When to Start Physical Therapy After ORIF of Distal Fibula and Tibia
Physical therapy should begin immediately in the first postoperative week after ORIF of the distal fibula and tibia, starting with isometric exercises, ankle pumps, and toe movements when they provoke no pain. 1
Immediate Postoperative Phase (Week 1-2)
The rehabilitation timeline is goal-based rather than strictly time-based, focusing on functional criteria for progression. 1
Early mobilization interventions include:
- Isometric quadriceps exercises and straight leg raises can be safely prescribed during the first 2 postoperative weeks, improving range of motion without compromising stability 1
- Gentle ankle pumps and toe movements should be performed when they provoke no pain 1
- Edema control with elevation and compression is recommended 1
- Cryotherapy may be applied in the first postoperative week to reduce pain 2
Critical caveat: If immobilization is used for pain or edema control, it should not exceed 10 days, after which functional treatment must commence 1. Prolonged immobilization beyond this period increases the risk of ankle weakness, stiffness, and residual pain. 3
Weight-Bearing Protocol
Weight-bearing should only be allowed when specific criteria are met:
- Correct gait pattern (with crutches if necessary) 1
- No pain during or after walking 1
- No effusion or swelling 1
- No temperature increase 1
Recent evidence from ankle fracture rehabilitation demonstrates that early weight-bearing (within 3 weeks of surgery) probably leads to better ankle function, though the difference may be small and not always clinically important. 3 Importantly, early weight-bearing does not increase re-operation risk. 3
Full weight-bearing should be achieved by 8 weeks postoperatively with correct gait pattern. 1
Ankle Support Strategy (Weeks 0-6)
A removable ankle support is preferred over rigid immobilization for 4-6 weeks, with ankle braces showing the greatest effects. 1 Following surgery, using a removable ankle support may lead to better ankle function and improved quality of life compared to non-removable supports. 3
Structured Exercise Progression
Weeks 2-4:
- Closed kinetic chain exercises for lower extremity strengthening can be safely performed 1
- Progress from isometric to concentric exercises when the ankle does not react with effusion or increased pain 2
Weeks 4-8:
- Calf strengthening with eccentric exercises, starting with body weight and progressing resistance according to tolerance 1
- Balance and proprioception training to restore neuromuscular control 1
- Low-impact cardiovascular conditioning: swimming, cycling, and elliptical training provide ideal activities without excessive stress 1
Objective Progression Criteria (Not Time-Based)
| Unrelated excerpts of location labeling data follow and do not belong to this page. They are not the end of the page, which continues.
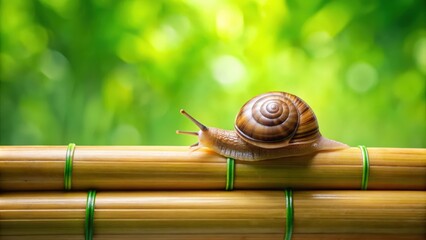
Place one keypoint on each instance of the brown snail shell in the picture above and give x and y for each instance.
(276, 119)
(269, 126)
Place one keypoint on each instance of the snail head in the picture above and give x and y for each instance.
(200, 134)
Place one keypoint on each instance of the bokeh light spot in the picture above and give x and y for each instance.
(228, 70)
(361, 77)
(229, 22)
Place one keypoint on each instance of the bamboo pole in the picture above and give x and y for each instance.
(178, 168)
(216, 215)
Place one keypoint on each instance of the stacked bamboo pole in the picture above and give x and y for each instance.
(256, 214)
(168, 168)
(217, 214)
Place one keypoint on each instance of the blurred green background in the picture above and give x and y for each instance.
(107, 72)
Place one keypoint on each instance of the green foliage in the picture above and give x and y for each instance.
(117, 72)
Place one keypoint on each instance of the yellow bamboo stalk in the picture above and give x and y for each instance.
(171, 167)
(216, 215)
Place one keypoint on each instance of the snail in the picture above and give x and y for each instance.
(269, 126)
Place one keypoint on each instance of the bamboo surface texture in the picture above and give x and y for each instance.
(173, 168)
(215, 215)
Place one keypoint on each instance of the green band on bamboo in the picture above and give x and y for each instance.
(68, 166)
(230, 174)
(289, 214)
(365, 167)
(90, 215)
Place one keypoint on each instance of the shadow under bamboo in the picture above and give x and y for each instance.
(217, 215)
(178, 168)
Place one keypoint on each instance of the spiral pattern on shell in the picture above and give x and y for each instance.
(275, 119)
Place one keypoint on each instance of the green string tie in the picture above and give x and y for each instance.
(90, 215)
(289, 214)
(230, 174)
(68, 166)
(365, 167)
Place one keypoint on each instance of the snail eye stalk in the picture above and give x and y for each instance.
(200, 125)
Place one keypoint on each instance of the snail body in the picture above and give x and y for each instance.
(269, 126)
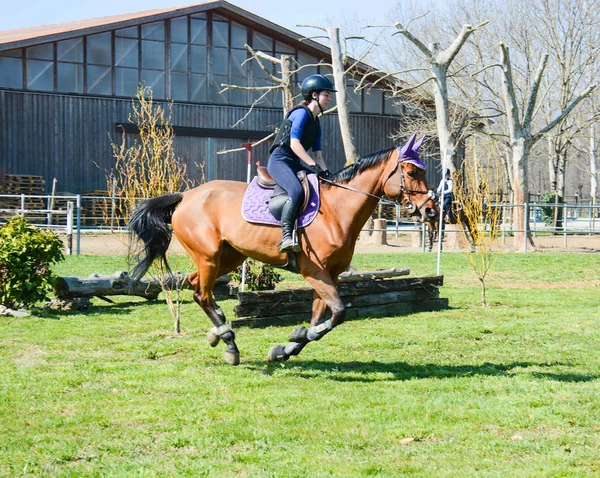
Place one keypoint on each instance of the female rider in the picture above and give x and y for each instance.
(299, 132)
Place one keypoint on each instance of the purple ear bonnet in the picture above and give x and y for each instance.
(410, 152)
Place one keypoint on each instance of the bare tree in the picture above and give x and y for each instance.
(341, 68)
(521, 137)
(438, 63)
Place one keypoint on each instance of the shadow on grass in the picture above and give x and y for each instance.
(116, 308)
(369, 371)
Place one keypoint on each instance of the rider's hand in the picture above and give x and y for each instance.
(315, 168)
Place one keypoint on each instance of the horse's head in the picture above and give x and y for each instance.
(407, 182)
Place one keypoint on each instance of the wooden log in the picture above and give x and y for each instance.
(272, 309)
(385, 310)
(370, 287)
(120, 284)
(361, 276)
(379, 235)
(344, 289)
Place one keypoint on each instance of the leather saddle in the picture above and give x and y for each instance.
(279, 196)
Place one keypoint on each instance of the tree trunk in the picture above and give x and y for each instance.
(337, 63)
(287, 91)
(440, 93)
(593, 174)
(520, 153)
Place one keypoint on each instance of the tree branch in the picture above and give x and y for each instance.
(448, 56)
(512, 109)
(566, 112)
(262, 66)
(534, 90)
(252, 145)
(415, 41)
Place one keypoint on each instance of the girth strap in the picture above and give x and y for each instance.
(265, 180)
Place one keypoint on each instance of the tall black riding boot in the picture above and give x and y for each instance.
(289, 241)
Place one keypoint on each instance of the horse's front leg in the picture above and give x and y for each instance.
(326, 295)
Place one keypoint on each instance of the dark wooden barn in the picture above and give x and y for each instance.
(65, 88)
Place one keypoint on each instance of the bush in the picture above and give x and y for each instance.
(26, 253)
(259, 276)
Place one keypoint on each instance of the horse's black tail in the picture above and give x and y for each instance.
(151, 224)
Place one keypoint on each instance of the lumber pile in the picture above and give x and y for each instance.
(363, 297)
(17, 184)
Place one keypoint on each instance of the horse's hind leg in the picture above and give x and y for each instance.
(326, 295)
(203, 295)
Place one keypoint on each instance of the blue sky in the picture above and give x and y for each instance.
(32, 13)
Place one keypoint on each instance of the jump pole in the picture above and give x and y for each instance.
(248, 147)
(447, 154)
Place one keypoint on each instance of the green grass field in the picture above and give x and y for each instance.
(508, 390)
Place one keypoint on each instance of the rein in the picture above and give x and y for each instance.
(396, 201)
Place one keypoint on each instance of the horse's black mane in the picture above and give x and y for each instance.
(366, 162)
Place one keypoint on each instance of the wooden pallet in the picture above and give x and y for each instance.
(369, 298)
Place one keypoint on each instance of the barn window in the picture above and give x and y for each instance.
(11, 69)
(126, 52)
(179, 57)
(41, 52)
(99, 49)
(239, 36)
(179, 30)
(179, 86)
(156, 81)
(70, 50)
(198, 59)
(262, 43)
(153, 55)
(373, 99)
(99, 79)
(153, 31)
(198, 88)
(40, 75)
(126, 81)
(353, 98)
(392, 105)
(198, 30)
(69, 77)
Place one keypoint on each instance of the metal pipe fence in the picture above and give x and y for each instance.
(78, 213)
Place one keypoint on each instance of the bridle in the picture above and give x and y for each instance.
(396, 201)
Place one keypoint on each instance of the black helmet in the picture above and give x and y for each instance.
(316, 83)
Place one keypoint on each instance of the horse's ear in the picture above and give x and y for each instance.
(419, 143)
(408, 146)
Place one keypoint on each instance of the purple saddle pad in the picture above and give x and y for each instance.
(255, 207)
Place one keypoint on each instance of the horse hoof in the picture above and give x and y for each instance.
(277, 354)
(232, 358)
(299, 335)
(213, 338)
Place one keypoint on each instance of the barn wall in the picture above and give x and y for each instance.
(67, 137)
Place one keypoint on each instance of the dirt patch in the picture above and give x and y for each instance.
(30, 357)
(116, 244)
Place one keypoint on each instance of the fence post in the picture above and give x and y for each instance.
(503, 221)
(565, 224)
(78, 224)
(70, 228)
(525, 223)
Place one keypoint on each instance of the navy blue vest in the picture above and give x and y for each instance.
(310, 133)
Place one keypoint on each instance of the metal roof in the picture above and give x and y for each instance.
(11, 39)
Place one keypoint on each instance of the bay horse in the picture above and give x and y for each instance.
(208, 223)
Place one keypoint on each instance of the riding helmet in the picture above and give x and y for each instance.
(316, 83)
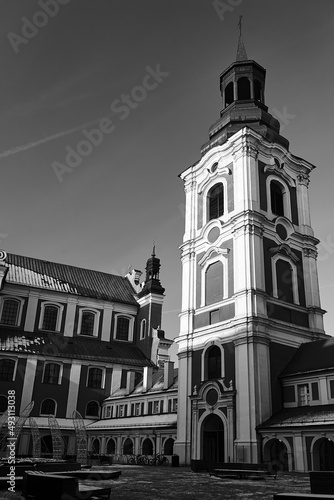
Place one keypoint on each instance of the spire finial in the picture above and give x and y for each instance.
(241, 52)
(240, 24)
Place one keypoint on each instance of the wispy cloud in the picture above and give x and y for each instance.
(30, 145)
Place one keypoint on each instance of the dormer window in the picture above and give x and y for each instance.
(277, 200)
(50, 318)
(123, 327)
(10, 312)
(88, 322)
(142, 329)
(216, 201)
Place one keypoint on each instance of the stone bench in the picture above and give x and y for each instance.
(322, 482)
(41, 486)
(301, 496)
(239, 473)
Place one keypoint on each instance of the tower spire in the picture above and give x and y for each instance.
(241, 51)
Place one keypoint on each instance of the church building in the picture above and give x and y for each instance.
(250, 294)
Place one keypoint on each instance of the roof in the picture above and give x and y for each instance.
(157, 385)
(73, 347)
(301, 416)
(155, 421)
(38, 273)
(312, 356)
Advancement must be based on these objective criteria rather than arbitrary timeframes: 1
- Absence of pain with activities of daily living
- No increase in swelling or warmth after activity
- Ability to perform single-leg stance without compensation
- Normal gait pattern without antalgic components
This goal-based approach ensures patient-tailored rehabilitation rather than rigid time-based protocols. 2
Critical Monitoring Points
Close surveillance is essential to identify: 1
- Signs of infection at surgical sites (increased warmth, erythema, drainage)
- Development of compensatory gait patterns that may lead to secondary injuries
- Proper footwear: patients should use supportive, well-fitted shoes during all weight-bearing activities, with thick protective socks and adequate arch support and cushioning 1
Common Pitfall to Avoid
The most significant pitfall is delaying rehabilitation beyond the first postoperative week. Studies demonstrate that despite physical therapy training, weight-bearing compliance to recommended limits is often poor, and adherence decreases over time. 4 However, this should not discourage early mobilization—rather, it emphasizes the need for immediate engagement with physical therapy to establish proper movement patterns and functional goals from the outset.